I headed to a very small yarn shop after that and found some interesting needles I had to have. They are stainless steel, made in China by a brand called ChiaoGoo. The package states on the front, "Knit Red". Now what exactly does that mean? I always joke around about China being Communist, so I could not resist getting these needles. Are they implying that I should be knitting Communist? If I use these needles am I a Communist knitter? Will my knitted projects be considered Communist if I use these needles? I love it! I can't wait to show them to my very uptight, conservative, Commie-phobic father! Good times!
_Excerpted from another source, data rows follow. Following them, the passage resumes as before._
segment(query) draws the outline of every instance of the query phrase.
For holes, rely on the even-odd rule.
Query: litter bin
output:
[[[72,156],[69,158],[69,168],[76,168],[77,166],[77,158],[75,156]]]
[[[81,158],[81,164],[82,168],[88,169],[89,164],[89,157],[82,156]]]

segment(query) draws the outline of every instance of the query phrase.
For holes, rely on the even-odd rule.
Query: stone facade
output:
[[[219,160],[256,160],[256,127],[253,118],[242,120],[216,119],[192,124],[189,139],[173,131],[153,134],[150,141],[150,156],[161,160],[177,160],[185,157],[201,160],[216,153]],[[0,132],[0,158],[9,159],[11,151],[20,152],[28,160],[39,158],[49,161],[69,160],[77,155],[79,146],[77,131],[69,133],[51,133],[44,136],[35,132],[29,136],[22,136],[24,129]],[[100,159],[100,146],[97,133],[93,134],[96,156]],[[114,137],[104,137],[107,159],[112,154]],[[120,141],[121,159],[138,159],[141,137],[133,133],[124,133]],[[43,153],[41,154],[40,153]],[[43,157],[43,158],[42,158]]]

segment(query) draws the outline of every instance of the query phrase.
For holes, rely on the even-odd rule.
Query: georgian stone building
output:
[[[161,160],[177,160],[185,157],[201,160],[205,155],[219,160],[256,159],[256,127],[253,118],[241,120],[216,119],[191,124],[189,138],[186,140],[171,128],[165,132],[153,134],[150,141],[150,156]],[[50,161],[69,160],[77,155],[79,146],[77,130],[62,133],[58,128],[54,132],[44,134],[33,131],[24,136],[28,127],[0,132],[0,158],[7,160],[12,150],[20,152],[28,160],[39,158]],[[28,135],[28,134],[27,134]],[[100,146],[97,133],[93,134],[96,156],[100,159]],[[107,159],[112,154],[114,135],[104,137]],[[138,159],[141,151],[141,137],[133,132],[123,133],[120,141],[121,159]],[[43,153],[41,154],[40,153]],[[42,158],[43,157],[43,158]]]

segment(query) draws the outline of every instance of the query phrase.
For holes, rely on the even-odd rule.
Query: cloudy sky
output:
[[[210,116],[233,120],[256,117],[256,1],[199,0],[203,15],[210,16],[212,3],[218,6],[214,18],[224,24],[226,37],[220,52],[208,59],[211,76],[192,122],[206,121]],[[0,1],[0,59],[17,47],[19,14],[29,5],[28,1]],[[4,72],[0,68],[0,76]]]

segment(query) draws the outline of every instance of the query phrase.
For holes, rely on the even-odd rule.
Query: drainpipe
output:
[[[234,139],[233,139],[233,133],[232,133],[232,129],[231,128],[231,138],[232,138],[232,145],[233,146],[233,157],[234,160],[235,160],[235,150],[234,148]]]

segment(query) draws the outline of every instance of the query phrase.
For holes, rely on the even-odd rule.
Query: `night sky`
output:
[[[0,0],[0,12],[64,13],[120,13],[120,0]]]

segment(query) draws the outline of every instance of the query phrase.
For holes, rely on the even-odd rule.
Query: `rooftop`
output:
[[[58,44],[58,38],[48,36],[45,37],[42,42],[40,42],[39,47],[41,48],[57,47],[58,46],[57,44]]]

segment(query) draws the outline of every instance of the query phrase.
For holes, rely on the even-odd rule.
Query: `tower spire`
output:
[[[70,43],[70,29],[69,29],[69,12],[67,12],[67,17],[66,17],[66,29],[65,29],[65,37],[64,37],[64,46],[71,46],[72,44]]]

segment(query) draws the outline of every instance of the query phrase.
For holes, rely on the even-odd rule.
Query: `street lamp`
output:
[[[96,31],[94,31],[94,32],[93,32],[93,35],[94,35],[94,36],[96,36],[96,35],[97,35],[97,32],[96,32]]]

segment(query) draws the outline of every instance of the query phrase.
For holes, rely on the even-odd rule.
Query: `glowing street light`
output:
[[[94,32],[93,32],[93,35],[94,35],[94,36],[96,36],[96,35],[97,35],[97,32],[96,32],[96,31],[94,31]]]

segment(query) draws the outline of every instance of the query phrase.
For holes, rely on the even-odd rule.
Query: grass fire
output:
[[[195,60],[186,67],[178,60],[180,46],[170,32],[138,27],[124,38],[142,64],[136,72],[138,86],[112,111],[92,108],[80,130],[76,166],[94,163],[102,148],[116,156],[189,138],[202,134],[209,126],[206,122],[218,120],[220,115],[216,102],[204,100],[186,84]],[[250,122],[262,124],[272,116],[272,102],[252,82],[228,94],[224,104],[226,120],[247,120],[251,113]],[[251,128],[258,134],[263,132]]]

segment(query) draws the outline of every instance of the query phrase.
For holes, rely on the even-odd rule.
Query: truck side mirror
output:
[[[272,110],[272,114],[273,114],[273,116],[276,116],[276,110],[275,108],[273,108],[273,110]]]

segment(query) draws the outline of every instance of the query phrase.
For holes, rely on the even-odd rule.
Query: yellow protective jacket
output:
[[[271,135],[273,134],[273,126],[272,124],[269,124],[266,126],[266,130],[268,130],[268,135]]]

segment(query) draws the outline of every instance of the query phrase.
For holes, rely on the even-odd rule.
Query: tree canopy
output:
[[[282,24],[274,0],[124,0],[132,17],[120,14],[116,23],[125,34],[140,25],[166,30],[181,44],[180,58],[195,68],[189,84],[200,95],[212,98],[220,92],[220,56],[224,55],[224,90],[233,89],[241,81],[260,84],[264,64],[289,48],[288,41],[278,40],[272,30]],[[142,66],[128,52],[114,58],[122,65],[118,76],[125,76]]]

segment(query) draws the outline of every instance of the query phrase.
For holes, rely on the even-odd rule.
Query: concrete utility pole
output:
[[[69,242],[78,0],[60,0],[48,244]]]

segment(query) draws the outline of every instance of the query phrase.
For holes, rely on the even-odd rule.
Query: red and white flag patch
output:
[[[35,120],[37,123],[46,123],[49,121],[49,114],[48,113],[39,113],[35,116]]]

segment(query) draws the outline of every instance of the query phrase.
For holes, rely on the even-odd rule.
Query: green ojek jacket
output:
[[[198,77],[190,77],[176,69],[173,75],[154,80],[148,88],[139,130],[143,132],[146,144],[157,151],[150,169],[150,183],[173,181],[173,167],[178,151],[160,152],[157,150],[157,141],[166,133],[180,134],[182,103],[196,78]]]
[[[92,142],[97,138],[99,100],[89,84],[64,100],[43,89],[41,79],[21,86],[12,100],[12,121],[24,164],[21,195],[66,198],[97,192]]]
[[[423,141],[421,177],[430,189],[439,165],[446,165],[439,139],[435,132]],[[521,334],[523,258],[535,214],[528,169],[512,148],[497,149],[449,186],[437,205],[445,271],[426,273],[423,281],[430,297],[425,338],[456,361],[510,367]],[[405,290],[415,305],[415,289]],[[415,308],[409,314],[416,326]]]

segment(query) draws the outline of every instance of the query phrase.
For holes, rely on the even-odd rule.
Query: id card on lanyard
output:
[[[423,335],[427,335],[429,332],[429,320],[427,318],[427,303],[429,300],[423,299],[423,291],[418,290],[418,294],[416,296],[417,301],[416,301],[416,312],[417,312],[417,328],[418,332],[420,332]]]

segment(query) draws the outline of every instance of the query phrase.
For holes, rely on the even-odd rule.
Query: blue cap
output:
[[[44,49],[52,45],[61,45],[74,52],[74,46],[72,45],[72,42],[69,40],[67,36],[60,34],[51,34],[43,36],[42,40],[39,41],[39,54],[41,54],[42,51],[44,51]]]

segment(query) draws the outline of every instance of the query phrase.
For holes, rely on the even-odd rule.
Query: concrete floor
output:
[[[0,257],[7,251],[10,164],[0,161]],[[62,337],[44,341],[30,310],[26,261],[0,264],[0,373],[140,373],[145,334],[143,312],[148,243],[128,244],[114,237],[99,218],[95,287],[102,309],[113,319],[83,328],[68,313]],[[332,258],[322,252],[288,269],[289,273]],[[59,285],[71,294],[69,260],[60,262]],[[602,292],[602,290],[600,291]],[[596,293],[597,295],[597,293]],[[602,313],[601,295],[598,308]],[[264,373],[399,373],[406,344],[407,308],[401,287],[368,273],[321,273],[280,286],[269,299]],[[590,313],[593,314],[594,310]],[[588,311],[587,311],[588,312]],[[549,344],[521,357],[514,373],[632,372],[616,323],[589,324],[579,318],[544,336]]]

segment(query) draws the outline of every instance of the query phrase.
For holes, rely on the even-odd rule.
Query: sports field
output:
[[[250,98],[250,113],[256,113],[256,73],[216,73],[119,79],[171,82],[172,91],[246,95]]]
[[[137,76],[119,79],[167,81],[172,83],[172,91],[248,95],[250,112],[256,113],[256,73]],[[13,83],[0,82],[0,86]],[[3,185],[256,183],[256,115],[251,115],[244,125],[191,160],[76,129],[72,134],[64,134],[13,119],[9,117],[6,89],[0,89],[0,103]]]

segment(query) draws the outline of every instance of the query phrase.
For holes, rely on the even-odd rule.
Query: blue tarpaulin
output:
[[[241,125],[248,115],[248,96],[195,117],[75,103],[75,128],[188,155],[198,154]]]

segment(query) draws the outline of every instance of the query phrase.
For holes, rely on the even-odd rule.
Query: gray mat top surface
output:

The lady in the shop was a little weird. This is an extremely small yarn shop and I cannot imagine how it stays in business. I noticed this time that everything now has price tags on it whereas when I was in the shop previously nothing had a price tag. When I was ready to purchase the needles, I had to wait at the counter for a good five minutes for the shop owner to come over and help me. She seemed astonished that I was buying something. Now, granted, I'm in shorts and a t-shirt that says Talk nerdy to me, but hey, I'm also carrying my knitted bag. I must not look like the typical knitter she sees in her store so I guess it's probably good I didn't ask her if she had any needles with skulls on them. (seriously I want some of those! They're awesome!) Then, when I whipped out my ATM card to pay, she gave me a hard time. She asked me if I was sure I didn't have cash and I saw her look at my purse when I was pulling my wallet out. Dang! Really? I would think she would be happy just to sell something! I understand she has fees to pay, too, but when she told me, "I'll let it slide this time," I felt like saying, "Look, lady, I'm 36-years-old. I don't even need these needles! I'm buying them as a joke! So shut your wrinkled face!" But what did I do instead? I just looked at her and didn't smile. Ooh! That showed her! Yeah, right.

I headed to Target after that and hit the jackpot, Shiner Bock beer! Shiner Bock is a beer that is brewed in Texas and not easy to find here. It's my favorite beer. I like the flavor and I really enjoy drinking it even though it is a rare event. I bought what I needed to make nachos also and headed back to the pad. Since then, I have just been relaxing and watching episodes of Fringe. Good times.

All in all, this has been a relaxing day of putting everything out of my mind and focusing on being in the moment. Being a very social person, I do miss conversing and joking around with someone. So far I'm the only one laughing at my jokes. But I have a pot of coffee going, two more dvds of Fringe, and all night ahead of me. Maybe I'll start a Communist knitting project.